My parents died soon after. I found it hard to recover from all the loss. By then Dune was getting ready to leave me. I definitely needed help. The doctor recommended antidepressants. I was reluctant. I thought a puppy sounded like more fun, so I found a mini-schnauzer with a delicious little face and eager eyes. I named her Mayday, actually “m’aidez,” which is French for “help me” and from which we took our word for emergency: Mayday! In seeking her, I was looking for a way out of the unending grief. Of course, as soon as she entered our lives, Dune and I were restored. New life! Mayday entertained us, infuriated us, and brought us joy. Better than Prozac any day.
But, alas, we can clone sheep, but no one has figured out how to extend the lives of our dogs to even begin to match the length of our own. Dune surrendered at 17. More precisely, on the very day on which I had arranged to have her put down, she walked off into the dawn and never returned. Weeks later, I found her tired old body floating in the pond, a veritable Virginia Woolf, equipped with clairvoyance to boot.
When they’re with me, I’ve called all my dogs “Best Dog.” Because they are. Mayday was very much my best dog, a sturdy little terrier who could run like a racehorse and snore like an old man. But it seemed like no time before she turned 16, reminding me daily of Dune at her most elderly, the cloudy eyes, the hesitant step, the occasional lapse in continence. By then, I had brought the puppy Harriet in to ease the inevitable. It took a while, but eventually they bonded, under whose terms I will never know.

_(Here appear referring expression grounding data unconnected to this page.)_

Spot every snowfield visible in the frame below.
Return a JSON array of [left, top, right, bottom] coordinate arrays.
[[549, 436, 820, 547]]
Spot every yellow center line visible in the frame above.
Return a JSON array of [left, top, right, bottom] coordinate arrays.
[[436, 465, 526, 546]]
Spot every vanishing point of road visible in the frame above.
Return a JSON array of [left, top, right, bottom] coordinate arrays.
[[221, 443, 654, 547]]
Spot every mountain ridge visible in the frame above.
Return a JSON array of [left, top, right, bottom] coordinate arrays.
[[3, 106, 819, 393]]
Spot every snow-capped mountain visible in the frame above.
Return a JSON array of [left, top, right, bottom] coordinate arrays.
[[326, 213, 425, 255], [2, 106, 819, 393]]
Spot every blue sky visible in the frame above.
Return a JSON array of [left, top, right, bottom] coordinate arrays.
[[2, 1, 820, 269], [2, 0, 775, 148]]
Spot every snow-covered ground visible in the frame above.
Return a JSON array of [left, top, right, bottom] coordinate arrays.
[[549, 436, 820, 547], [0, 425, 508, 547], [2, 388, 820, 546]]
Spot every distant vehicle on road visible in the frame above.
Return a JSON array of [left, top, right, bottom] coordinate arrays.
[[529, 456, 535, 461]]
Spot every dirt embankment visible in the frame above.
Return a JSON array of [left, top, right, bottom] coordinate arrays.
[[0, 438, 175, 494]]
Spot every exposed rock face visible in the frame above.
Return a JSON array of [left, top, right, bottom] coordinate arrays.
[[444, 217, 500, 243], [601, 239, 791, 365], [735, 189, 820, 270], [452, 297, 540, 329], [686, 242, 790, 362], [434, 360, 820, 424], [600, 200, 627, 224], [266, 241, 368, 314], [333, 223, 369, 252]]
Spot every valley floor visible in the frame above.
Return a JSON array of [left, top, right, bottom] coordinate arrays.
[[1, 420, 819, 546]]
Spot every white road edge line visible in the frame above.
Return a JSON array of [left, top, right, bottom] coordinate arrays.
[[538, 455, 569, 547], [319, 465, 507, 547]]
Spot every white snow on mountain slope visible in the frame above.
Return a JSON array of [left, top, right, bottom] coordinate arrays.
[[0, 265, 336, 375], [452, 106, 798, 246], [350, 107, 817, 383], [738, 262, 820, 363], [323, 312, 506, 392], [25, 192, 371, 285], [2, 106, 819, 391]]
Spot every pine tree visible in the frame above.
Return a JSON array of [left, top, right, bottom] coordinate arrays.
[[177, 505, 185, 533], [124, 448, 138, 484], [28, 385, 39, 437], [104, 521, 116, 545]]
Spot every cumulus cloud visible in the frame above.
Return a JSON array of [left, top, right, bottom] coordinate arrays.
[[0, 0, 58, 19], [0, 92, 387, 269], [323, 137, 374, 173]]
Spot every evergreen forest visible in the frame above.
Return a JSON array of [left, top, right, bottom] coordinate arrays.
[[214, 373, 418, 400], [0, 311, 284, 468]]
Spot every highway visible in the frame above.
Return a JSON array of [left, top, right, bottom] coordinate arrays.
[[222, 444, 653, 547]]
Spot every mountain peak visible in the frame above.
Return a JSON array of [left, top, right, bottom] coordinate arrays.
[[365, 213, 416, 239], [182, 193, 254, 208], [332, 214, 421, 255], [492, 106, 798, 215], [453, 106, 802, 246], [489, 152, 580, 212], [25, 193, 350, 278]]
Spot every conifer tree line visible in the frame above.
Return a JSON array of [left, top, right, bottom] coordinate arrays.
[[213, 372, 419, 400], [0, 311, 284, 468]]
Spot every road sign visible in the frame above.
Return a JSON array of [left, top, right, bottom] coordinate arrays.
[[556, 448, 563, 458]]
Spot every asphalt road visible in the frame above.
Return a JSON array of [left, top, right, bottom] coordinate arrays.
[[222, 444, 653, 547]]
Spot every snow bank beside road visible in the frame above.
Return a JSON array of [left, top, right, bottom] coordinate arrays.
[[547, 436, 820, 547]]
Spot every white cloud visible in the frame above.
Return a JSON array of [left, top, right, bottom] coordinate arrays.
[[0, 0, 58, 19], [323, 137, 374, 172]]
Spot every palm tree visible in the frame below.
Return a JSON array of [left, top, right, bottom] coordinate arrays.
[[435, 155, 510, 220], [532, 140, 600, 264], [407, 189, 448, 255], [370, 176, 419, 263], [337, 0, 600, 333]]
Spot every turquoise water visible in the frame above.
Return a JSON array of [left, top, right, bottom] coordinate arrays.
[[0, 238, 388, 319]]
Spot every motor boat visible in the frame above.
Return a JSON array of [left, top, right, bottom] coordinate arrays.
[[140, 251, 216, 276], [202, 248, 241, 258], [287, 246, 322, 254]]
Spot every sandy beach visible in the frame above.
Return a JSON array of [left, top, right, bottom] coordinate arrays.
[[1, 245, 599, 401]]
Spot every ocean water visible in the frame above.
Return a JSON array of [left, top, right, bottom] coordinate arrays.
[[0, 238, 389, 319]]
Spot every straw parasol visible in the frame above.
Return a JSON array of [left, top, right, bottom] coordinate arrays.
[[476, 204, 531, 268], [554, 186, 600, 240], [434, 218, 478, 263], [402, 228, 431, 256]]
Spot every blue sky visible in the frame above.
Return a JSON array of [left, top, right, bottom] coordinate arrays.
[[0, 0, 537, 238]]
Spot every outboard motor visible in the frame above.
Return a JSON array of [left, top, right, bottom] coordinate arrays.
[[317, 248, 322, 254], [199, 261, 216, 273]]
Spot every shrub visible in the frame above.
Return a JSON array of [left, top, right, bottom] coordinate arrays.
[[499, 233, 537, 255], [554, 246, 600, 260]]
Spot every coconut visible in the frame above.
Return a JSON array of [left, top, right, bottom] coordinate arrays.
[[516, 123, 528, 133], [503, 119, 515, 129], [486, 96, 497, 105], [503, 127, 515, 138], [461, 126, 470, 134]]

Unlike Dune, Mayday didn’t take her own life, but instead we drove together, Harriet and Mayday and I, on a somewhat overcast October day to Vermont, where their beloved vet, Andrea Neiley, waited. I carried Mayday inside, where she went peacefully and without protest, ending it all with only a small sigh. Afterward, Andrea stood back and said, “She was one tough cookie.” She opened her file. The first entries: “3 months old: chewed piece of cordwood, developed bowel blockage. 4 months: chewed up rug, bowels blocked, removed fabric ‘cork.’” So many other maydays followed: when the black Lab tore her throat open; the time the two shepherds ripped her butt off. And no one will forget the evening she acquired 1,000 ticks, in the blink of an eye—a story worthy of Stephen King. I used to say that if we shaved her, we’d find a crazy map of scars and stitches, badges of her tenacity.
I named her Mayday because I was feeling sad and felt the need for “m’aidez”—I didn’t think I was christening her with a name that would establish her fate.
Andrea gave me a hug and then gathered my best dog into a soft plaid blanket and bore her away. I swallowed my tears and went back out to the car, where Harriet waited—Harriet, on her way to becoming Best Dog.